Enjoy a Bold Thought:
The Whisper (Flip It)
The stack of papers perched at the edge of the desk threatened to cascade down onto the small workspace Kelly had bulldozed into the desktop in front of her chair. Another email pinged on her laptop and flitted across the face of her phone. Input piled on input threatened to suffocate her.
She glanced at the post-it notes arranged in a less than festive wreath on the door of her overhead cabinet. “I have to write the report before the meeting. Jan wants the data I promised to compile. I have to arrange the meeting with James and Tanisha for next Wednesday—we need a meeting room and I have to write the agenda. I still have to call to get a dentist appointment and I have to email my son’s teacher.”
You can feel the weight pressing down, can’t you? I have to. I have to. I have to. The combined weight of all those must, should, and have to statements removes all sense of our choice and saps our energy.
An Attitude Cure
We know that words have meaning. We record their meaning in vast dictionaries that capture their nuanced uses and their origins. We use words to describe what has happened and to transmit an account to others. We write fiction and non-fiction stories of ideas, actions and events. We use words to set the fluid details of time into concrete descriptions.
What we sometimes forget is that those words also have power. While we are weaving words into a narrative, we are investing the story with the meaning we have derived from our experiences—both real and imaginary. We use words to capture the flow of our imaginations as well as of our lived experiences. We use words to craft a different future.
Mankind has long understood the power of words. In the Judeo-Christian faiths, God is understood to have spoken the world into existence. In mystical practices, words are the starting point for spells and incantations. The true name of Rumpelstiltskin freed the spinner from her obligations and saved her child. Words, both spoken and written, have always seemed precious to us.
Our modern world is over-printed with words. They sparkle on our screens, adorn our buildings, etch printed pages and throb from roadside signs. What is abundant starts to feel less precious.
We are in danger of losing the power of words. Or, rather, we are in danger of losing sight of the power of words.
Imagine a different Monday for Kelly. She arrives at her desk and sees the neat files with all the supporting documents for her projects. An email notice pings and she smiles. This is going to be a busy week.
She reviews her project and task list. She has the privilege of being the one to present the report at the meeting, an acknowledgment of her experience and hard work.
She will enjoy compiling the data for Jan. Kelly has been curious about the outcome of the experiment that the team decided to run and she is eager to see what they will learn.
She gets to meet with John and Tanisha on Wednesday. It’s been a month since they met in person and she always enjoys the energy boost that their face to face meetings deliver. She’s excited to host them in one of the newly renovated meeting rooms and she’s happy that she has a real-world reason to learn the new scheduling system.
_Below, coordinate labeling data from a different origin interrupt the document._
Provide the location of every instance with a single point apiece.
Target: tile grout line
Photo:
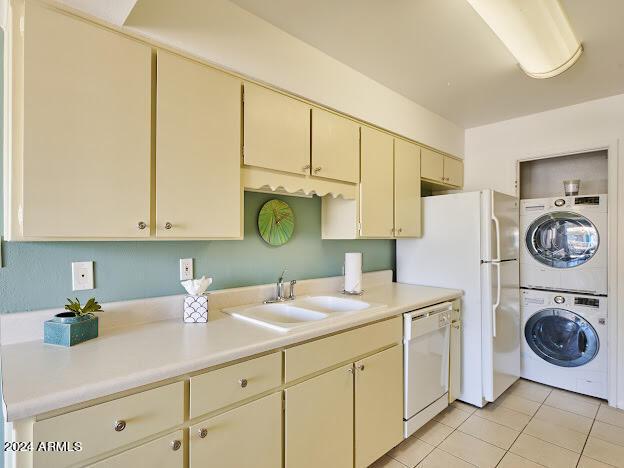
(522, 432)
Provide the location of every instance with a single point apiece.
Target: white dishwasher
(426, 335)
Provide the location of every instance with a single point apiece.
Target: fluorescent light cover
(536, 32)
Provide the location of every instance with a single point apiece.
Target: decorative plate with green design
(276, 222)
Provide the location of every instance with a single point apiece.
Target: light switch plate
(186, 269)
(82, 276)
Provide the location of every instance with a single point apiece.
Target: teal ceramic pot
(65, 329)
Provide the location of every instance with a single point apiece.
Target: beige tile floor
(530, 425)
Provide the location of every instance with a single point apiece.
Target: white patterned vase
(196, 309)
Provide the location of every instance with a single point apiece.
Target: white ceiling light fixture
(536, 32)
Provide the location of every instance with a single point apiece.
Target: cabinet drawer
(166, 452)
(317, 355)
(143, 413)
(222, 387)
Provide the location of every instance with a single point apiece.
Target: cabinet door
(453, 171)
(455, 361)
(277, 131)
(197, 150)
(432, 165)
(87, 118)
(378, 405)
(246, 437)
(335, 147)
(319, 421)
(377, 184)
(166, 452)
(407, 216)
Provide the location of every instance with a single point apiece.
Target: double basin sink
(291, 315)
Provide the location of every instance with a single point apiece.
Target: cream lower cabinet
(378, 405)
(79, 123)
(455, 353)
(354, 410)
(166, 452)
(197, 150)
(377, 184)
(249, 436)
(319, 421)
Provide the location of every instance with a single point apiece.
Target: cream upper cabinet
(335, 146)
(276, 131)
(377, 184)
(249, 436)
(378, 405)
(319, 421)
(86, 129)
(454, 171)
(166, 452)
(197, 150)
(438, 167)
(407, 206)
(432, 165)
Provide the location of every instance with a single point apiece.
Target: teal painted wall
(38, 275)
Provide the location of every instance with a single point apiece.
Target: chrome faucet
(280, 295)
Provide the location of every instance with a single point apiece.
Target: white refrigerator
(470, 242)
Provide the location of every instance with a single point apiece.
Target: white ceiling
(441, 54)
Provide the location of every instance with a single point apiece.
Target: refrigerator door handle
(497, 303)
(497, 227)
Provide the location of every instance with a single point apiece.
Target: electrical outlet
(82, 275)
(186, 269)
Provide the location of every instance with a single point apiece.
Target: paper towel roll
(353, 272)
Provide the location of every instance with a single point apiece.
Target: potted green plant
(76, 325)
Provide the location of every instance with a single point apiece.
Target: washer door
(562, 239)
(561, 337)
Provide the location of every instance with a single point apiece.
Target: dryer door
(561, 337)
(562, 239)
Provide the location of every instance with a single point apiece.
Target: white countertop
(37, 378)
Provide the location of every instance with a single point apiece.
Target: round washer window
(562, 239)
(561, 337)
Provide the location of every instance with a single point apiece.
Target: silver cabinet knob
(175, 445)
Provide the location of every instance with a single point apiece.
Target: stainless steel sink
(286, 316)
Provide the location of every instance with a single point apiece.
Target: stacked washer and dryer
(563, 276)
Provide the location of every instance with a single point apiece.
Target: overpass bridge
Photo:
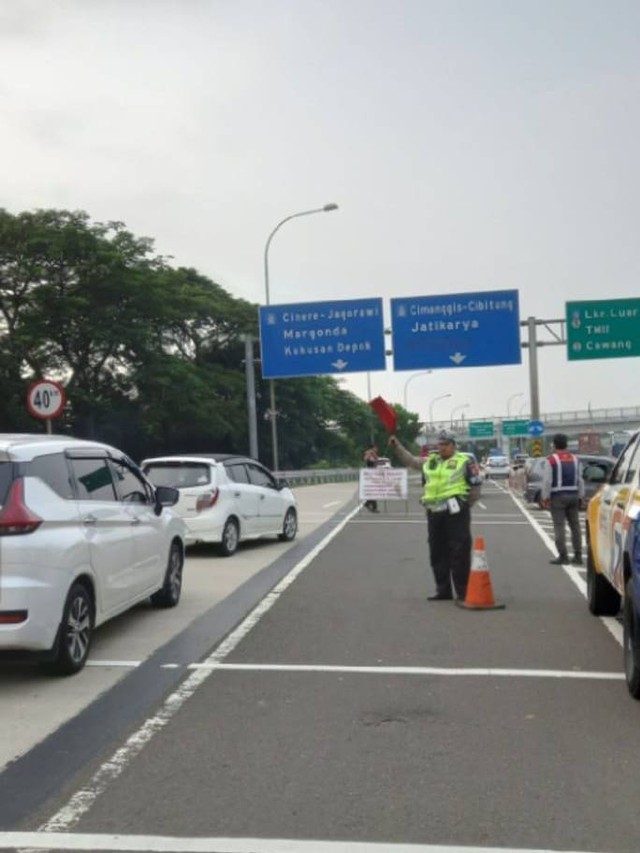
(603, 422)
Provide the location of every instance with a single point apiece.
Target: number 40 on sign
(45, 400)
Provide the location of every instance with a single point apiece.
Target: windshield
(179, 475)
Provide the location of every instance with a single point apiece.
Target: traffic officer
(451, 484)
(562, 492)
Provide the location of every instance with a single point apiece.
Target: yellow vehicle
(610, 515)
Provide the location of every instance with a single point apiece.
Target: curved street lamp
(435, 400)
(457, 409)
(406, 384)
(272, 389)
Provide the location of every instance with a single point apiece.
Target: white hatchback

She wants to craft a good agenda that will frame up a useful meeting for everyone.
She is grateful to have found a new dentist that she likes and she plans to make her next appointment. She chooses to communicate with her son’s teacher in order to get a head start on helping him prepare for his test. Mr. Keller is a relatively new teacher but he is eager and engaged and has already suggested a few techniques that have improved her son’s study skills.
Privilege, enjoy, happy to, chooses to, gets to, wants to, grateful.
Everything that happens to us is the result of a choice. We chose to say yes to the job and so we have these projects and tasks. We chose to become a parent, to enter into a partnership, to pursue a skill set. We also chose to avoid another job, to break some partnerships and to not take a class. We chose. And sometimes, when the unexpected happened or the choices of others placed us in a situation we did not request, we simply chose our response.
Every choice is framed in words. We define our big choices: “I will move to New York and get a job on Broadway.” We define our little choices: “I’m going to eat chocolate for breakfast.” The words we use to modify how we feel about our choices determine our mindset, our attitude and contribute to our chances for success.
Upgrade Your Verbs to Change Your Experience
You can start small. Pick a verb you would like to upgrade. I suggest targeting the phrase “have to.” You may have another more common phrase that suppresses your awareness of choice.
Next, make a short list of possible other phrases. They can include:
- Privileged to
- Get to
- Want to
- Excited to
- Curious about what happens if I
- Grateful to
- Thrilled to (ok, so that might be a stretch for some tasks)
- Relieved to
- Love to
Set your intention to upgrade your verb every time you hear yourself saying it. You don’t have to be perfect. If you say the phrase you are planning to upgrade, re-state your intention in a way that reminds you that your life is full of choices.
I am excited to hear the results of your experiment. (See what I did there?) How did upgrading your verbs change your attitude and impact your outcomes?